The statements in this section merely provide background information related to the present disclosure and may not constitute prior art.
Sand production from oil/gas bearing formations can create several problems including accumulation in surface facilities, wellbore collapse and erosion of equipment such as screens, safety valves, and tubulars etc. To control sand production, a gravel pack is typically placed in the annulus of the screen and the formation/casing. It is necessary to have a tight gravel pack that occupies the entire volume of the annulus without any voids. If voids are present, the gravel can shift and rearrange around the screen during production leading to a potential exposure of the screen to the formation sand. This could result in local erosion of the screen known as hot spot through which sand can enter the production tubing. In vertical and deviated wells (<600 from vertical), gravitational force assists in achieving a tight gravel pack. However, in highly deviated (>600, angle of repose) and horizontal wells, achieving a tight gravel pack is difficult as the sand settles out of the fluid before it is carried to the bottom of the annulus. Gravel packs are placed in wellbores between a screen and a formation face and/or casing to prevent formation sand from flowing into the wellbore and to improve wellbore and near-wellbore conductivity. The conductivity at the wellbore and near-wellbore is important because any damage in these locations significantly increases the pressure drop of fluid flow, thereby reducing the producibility or injectivity of the well. Further, current placement techniques for gravel packs can be a complex procedure requiring several stages and the proper functioning of moving parts in a hostile wellbore environment.

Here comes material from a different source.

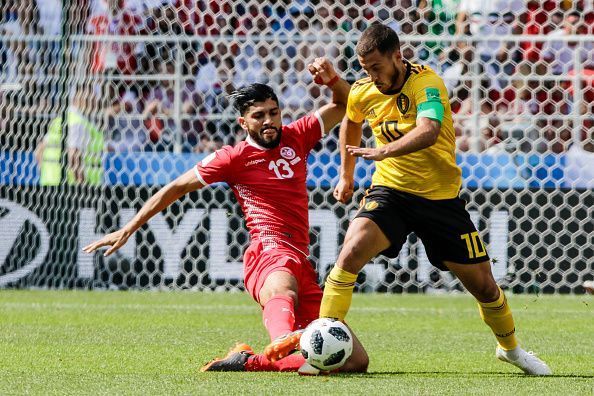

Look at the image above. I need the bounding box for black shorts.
[355,186,489,270]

There are two methods commonly used to gravel pack in horizontal wells, an alpha-beta technique using brine as a carrier fluid and a viscous packing method using a viscous fluid as a carrier fluid. Recently, a third method was developed wherein gravel is carried using a fluid containing multimodal particle size distribution with degradable particles. In all the three methods, filling greater than 90 percent of the annular volume with gravel is difficult. In the third method, filling greater than 80 percent of the annular volume is a challenging because of the volume change that occurs when the degradable particles transform from a solid to a liquid state. Embodiments of this invention relate to a method to compensate for the volume change and also to occupy any voids that are left in the gravel pack.